London Human Rights Watch Film Festival

 

Film activism: London Human Rights Watch Film Festival- 6-17 March 2017,

https://ff.hrw.org/london

Introduction by Khalid Ali, Screening room editor

Film events have recently become a platform for standing up against social injustice, and racism; the Oscar ceremony on Sunday 26th February was a powerful statement from film makers uniting against violation of human rights. On the same night, London’s Trafalgar Square hosted a public screening of the Iranian film ‘The salesman’ demonstrating London’s diversity and support for the film director Asghar Farhadi in boycotting the Oscar ceremony in response to Donald Trump’s travel ban.

Between the 6th and 17th of March 2017, London once more shows its unwavering support of championing human rights by hosting the 21st edition of the London Human Rights Watch Film Festival. The films shown are particularly relevant for healthcare professionals as they shine a light on human stories from the front lines; narratives of doctors, nurses as well as patients deprived of their basic human rights in healthcare institutions and let down by oppressive regimes. Showing 16 documentary films, the festival engages its audience in debating a rich variety of topical global concerns. From the daily challenges of an Arab nurse in war-torn Iraq in ‘Nowhere to hide’, to the harrowing stories of young Moroccan and Yemeni girls forced into child marriage, and subsequent physical and mental traumas in ‘Child mother’, to the fight for humane care and justice by young Russian women sectioned in psychiatric units in ‘We’ll be alright’ and a Chinese terminally ill patient with work-induced leukaemia in ‘Complicit’, the LHRWFF portrays universal stories of hope and defiance.

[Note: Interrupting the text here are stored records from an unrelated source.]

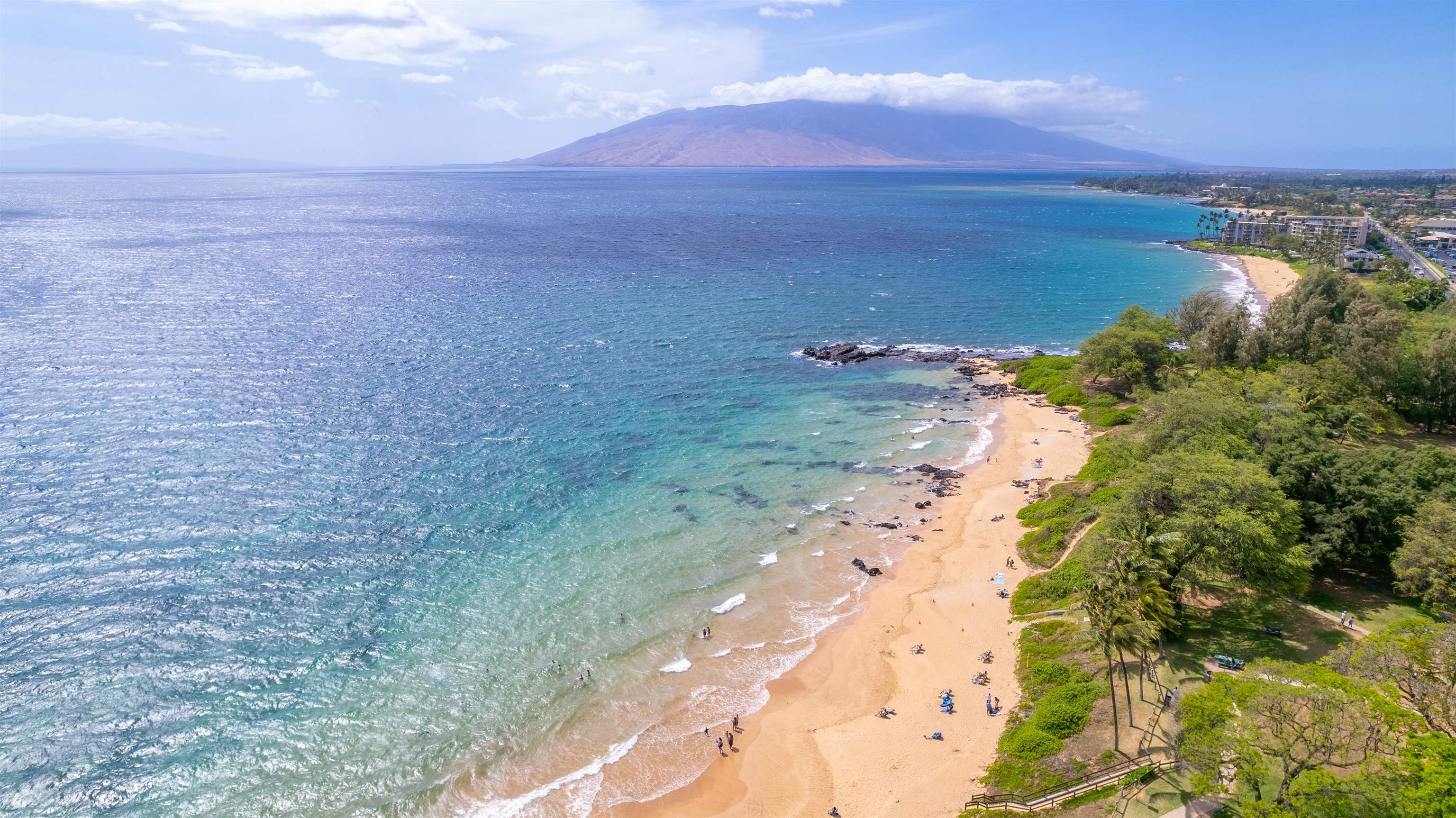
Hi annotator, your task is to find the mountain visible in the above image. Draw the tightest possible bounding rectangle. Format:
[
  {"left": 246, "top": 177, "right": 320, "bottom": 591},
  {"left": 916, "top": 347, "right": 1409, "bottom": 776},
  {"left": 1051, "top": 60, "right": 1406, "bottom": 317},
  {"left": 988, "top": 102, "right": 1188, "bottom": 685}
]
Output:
[
  {"left": 0, "top": 140, "right": 306, "bottom": 170},
  {"left": 512, "top": 99, "right": 1197, "bottom": 170}
]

Here is an introduction form the festival team:

‘In an era of global advances by far-right forces into the political mainstream, more than half the program explores individuals and groups exhibiting courageous resilience in challenging times, and celebrates the push for progress and transparency.

Revolutionary voices take centre stage in four titles, including our opening night film, the Oscar nominated ‘I am not your Negro’ by Raoul Peck- a stunning profile of US civil rights era writer James Baldwin, whose prophetic words, narrated by Samuel L. Jackson, bring us rapidly to the present. In ‘Girl unbound’, Maria Toorpakai becomes Pakistan’s finest woman squash player, despite Taliban death threats. In ‘Joshua’, Joshua Wong, a teenager from Hong Kong, orchestrates fearless student-led stand-off with the Chines government in the fight for democracy. And the infectious uncompromising humour of Egyptian comedian Bassem Youssef is the powerful string that draws back the curtain on his government’s crackdown on the rights of its citizens in ‘Tickling giants’.

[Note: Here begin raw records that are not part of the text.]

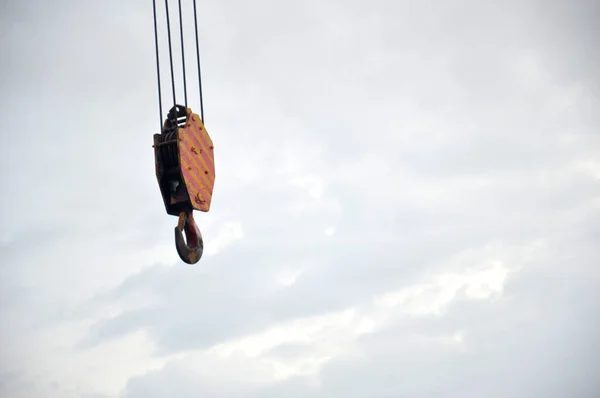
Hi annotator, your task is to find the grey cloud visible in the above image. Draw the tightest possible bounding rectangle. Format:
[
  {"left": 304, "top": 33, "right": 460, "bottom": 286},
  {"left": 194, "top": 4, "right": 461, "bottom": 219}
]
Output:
[{"left": 0, "top": 0, "right": 600, "bottom": 398}]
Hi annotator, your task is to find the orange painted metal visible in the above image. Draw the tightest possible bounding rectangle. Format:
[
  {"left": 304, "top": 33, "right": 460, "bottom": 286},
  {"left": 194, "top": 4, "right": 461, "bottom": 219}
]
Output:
[{"left": 177, "top": 108, "right": 216, "bottom": 212}]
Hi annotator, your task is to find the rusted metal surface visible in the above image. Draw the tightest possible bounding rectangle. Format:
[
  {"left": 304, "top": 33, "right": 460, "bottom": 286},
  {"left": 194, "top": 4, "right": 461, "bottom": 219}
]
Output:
[
  {"left": 177, "top": 108, "right": 215, "bottom": 212},
  {"left": 175, "top": 211, "right": 204, "bottom": 264}
]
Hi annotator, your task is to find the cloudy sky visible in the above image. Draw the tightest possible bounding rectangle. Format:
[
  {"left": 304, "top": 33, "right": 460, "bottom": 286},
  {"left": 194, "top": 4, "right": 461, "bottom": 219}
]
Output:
[{"left": 0, "top": 0, "right": 600, "bottom": 398}]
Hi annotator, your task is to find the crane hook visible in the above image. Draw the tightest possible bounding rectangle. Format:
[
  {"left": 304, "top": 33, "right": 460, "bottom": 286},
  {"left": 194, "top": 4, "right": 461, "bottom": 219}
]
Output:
[{"left": 175, "top": 210, "right": 204, "bottom": 264}]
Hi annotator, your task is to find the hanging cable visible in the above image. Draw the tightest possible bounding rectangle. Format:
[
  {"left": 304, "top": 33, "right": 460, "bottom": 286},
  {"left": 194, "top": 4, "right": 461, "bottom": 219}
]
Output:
[
  {"left": 152, "top": 0, "right": 162, "bottom": 132},
  {"left": 194, "top": 0, "right": 206, "bottom": 124},
  {"left": 179, "top": 0, "right": 187, "bottom": 108},
  {"left": 165, "top": 0, "right": 177, "bottom": 105}
]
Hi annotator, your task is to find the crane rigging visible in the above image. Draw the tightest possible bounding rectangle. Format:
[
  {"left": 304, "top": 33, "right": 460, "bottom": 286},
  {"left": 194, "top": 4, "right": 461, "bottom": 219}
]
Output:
[{"left": 152, "top": 0, "right": 215, "bottom": 264}]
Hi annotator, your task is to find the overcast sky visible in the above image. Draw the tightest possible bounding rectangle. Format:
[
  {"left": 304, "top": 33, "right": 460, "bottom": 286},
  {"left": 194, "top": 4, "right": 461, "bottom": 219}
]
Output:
[{"left": 0, "top": 0, "right": 600, "bottom": 398}]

Three of our films highlight inspiring collective action- from ‘500 years’, where the highly organised street protests of Mayan activists bring the truth to light in the courts of Guatemala; to ‘The apology’, where octogenarians, often referred to as ‘comfort women’, continue to demand accountability for the sexual exploitation by the Japanese army during World war II. Also screening is ‘Complicit’, which follows critically poisoned factory workers as they fight Chinese electronic giant Foxconn for acknowledgement, justice and health care.

Urgent and evolving issues of migration are explored in three titles that uncover the emerging reality of daily life as a refugee. In ‘The good postman’, the aging residents of a tiny Bulgarian town are split on whether to welcome or reject Syrian families fleeing war.

‘Lost in Lebanon’ takes a close look at the reaction of a country of 4 million inhabitants to the arrival of 1 million refugees. And in the highly emotive and deeply personal closing night film, ‘Nowhere to hide’, we accompany an Iraqi nurse and his family whose lives are suddenly turned upside down is their country is once again torn apart by war.

As always, the festival will host in-depth discussions after the screenings with film makers, protagonists, Human Rights Watch researchers and activists to offer you, the audience, a unique opportunity to ask questions and engage with topics covered in each film’.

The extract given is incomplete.